Kisekka died of a heart attack at University College Hospital, London, where he was awaiting heart surgery. His body was flown back to Uganda and he was buried October 31 at his ancestral home of Ttemamgalo, near the Ugandan capital of Kampala. The funeral service, held at Najjanankumbi Adventist Church, was attended by the president of Uganda, Yoweri Museveni, along with members of his cabinet, representatives from the diplomatic corp and judiciary, and other political and religious leaders.

"With the passing away of Dr. Samson Kisekka, the nation has lost a strong, reliable and rich fountain of wisdom," said Justice Minister Mayanja Nkangi, as reported by the Ugandan paper, New Vision. "Dr. Kisekka's outstanding role, as prime minister and as vice president, is an open record for everyone. Even as the senior presidential advisor, Dr. Kisekka carried on his crusade for good governance, personnel advancement and national development." Nkangi said that Kisekka has been "a great nationalist and leader who was always ready to guide, to encourage and to warn."

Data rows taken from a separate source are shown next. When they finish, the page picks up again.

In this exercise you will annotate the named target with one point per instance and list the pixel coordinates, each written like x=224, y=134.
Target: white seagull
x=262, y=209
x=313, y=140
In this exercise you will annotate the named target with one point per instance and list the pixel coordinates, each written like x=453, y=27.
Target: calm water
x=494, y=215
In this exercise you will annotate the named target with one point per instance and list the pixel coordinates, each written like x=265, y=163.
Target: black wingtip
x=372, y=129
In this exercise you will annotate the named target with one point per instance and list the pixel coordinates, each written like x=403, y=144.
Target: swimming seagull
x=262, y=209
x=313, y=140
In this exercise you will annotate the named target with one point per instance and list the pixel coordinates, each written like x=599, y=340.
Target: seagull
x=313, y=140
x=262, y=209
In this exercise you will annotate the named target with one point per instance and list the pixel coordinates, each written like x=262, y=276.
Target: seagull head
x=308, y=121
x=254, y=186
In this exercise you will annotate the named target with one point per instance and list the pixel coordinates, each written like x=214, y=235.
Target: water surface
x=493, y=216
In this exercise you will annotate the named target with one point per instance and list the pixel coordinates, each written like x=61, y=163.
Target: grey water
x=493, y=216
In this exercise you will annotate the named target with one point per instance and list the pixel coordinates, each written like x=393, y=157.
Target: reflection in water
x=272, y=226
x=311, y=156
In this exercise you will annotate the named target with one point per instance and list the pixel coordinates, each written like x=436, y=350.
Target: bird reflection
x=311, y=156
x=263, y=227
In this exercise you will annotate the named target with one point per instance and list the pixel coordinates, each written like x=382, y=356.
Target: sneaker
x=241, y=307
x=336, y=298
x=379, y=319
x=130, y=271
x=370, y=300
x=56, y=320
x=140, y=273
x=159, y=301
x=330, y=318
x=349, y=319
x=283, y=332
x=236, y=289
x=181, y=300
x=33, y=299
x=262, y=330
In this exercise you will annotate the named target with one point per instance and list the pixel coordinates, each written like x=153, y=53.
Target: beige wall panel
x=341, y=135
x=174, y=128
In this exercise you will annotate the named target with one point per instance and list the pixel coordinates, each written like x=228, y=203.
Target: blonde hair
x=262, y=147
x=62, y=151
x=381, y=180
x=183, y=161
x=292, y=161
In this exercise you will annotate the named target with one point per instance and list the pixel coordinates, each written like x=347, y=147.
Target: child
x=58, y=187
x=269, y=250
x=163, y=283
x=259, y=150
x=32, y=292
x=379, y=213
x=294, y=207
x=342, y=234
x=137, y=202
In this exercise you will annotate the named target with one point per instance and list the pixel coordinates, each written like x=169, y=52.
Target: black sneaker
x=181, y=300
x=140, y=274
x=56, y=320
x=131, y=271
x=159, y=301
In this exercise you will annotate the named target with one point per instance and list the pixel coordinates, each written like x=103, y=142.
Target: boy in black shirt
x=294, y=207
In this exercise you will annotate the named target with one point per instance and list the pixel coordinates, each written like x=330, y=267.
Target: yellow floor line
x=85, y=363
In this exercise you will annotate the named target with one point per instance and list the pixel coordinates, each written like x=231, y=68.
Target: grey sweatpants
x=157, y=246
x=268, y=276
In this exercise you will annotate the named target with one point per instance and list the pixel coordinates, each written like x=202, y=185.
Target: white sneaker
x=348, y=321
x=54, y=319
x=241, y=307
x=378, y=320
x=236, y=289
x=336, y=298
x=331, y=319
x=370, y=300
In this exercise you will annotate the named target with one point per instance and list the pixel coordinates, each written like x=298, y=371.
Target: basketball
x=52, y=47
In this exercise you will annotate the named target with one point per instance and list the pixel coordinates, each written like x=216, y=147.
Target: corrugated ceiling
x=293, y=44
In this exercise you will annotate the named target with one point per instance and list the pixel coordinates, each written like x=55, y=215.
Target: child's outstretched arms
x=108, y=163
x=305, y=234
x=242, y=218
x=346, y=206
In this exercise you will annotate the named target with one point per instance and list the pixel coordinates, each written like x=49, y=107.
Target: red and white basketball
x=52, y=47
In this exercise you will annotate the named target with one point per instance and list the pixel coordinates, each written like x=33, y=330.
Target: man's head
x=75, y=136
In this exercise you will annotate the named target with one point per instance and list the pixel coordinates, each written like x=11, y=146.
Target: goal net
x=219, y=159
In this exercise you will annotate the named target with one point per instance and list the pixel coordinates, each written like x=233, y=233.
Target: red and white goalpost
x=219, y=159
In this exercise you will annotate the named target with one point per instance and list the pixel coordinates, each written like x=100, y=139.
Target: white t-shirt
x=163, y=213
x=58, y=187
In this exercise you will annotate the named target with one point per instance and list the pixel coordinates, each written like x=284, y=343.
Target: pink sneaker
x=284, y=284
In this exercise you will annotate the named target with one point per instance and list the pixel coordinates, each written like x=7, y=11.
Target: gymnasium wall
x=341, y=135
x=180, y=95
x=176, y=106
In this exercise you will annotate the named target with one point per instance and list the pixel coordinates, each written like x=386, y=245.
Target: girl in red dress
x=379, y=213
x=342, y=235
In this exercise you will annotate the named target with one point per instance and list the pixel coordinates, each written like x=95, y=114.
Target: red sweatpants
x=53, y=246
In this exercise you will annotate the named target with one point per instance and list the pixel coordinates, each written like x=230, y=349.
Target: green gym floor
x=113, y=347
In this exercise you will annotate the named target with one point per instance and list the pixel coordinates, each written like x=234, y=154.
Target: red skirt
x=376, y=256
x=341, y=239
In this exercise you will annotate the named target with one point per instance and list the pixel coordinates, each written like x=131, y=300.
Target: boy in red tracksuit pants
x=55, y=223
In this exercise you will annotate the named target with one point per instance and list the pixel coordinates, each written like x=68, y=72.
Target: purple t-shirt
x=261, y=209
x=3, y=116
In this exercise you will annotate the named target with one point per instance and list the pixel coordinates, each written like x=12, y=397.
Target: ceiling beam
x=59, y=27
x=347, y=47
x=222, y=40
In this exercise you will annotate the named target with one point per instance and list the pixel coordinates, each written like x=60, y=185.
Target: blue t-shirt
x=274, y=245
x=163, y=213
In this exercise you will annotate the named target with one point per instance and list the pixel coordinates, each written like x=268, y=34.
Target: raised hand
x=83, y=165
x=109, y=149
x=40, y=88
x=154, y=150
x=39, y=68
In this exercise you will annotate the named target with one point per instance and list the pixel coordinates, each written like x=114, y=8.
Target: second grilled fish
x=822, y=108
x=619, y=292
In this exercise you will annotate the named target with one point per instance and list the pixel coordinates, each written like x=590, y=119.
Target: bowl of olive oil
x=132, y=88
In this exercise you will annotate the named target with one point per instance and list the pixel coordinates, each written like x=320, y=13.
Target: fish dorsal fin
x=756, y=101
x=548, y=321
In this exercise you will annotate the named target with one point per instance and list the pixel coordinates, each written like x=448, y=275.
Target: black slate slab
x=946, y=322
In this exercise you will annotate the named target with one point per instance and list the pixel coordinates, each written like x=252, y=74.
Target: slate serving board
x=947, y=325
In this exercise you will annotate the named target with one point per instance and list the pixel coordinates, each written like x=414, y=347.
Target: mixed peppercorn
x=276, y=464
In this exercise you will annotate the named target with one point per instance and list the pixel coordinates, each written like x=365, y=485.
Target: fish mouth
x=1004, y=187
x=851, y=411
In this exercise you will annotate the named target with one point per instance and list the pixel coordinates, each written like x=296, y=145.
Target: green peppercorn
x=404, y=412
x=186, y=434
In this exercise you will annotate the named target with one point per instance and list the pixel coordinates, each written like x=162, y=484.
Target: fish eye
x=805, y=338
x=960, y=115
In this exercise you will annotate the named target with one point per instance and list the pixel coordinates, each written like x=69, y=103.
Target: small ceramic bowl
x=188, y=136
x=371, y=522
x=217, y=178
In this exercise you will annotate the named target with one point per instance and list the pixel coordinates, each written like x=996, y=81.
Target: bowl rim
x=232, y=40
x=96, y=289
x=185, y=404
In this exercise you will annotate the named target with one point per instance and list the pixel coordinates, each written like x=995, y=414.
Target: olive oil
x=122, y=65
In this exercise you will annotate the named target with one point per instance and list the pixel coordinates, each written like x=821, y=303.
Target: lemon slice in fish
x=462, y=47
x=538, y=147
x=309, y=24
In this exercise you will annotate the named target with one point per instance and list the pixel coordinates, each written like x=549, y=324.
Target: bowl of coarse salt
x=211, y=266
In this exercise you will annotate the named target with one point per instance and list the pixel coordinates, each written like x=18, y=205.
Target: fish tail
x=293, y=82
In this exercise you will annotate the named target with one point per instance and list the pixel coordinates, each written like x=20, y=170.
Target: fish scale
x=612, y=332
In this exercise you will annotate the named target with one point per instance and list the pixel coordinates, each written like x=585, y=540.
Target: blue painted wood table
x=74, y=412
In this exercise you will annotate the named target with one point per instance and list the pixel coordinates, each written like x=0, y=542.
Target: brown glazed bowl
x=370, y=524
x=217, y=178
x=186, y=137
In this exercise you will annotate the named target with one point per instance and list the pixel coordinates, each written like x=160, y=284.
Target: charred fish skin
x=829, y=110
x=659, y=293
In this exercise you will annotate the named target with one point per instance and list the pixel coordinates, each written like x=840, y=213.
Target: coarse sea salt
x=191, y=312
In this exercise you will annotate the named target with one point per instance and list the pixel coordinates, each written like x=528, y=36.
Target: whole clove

Along with his political achievements, Kisekka was also remembered as a principled and caring Christian man who lived his faith. "He was a man of God, [an] active and committed Seventh-day Adventist Christian who believed in respect for one another," said current vice president Specioza Wandira Kazibwe during a special parliamentary session held October 30 to honor Kisekka.

Born in 1912, Kisekka first studied medicine at Makerere Medical School and practiced as a surgeon before entering Ugandan politics. He helped found the National Resistance Movement, which led to a change in government in 1985. Kisekka was appointed prime minister in 1986 and later served as vice president from 1989 to 1994.

During Sunday's funeral service, Kisekka's son, Samson Kisekka, Jr., paid tribute to his father as someone who taught his children, first and foremost, to "work hard and to love each other."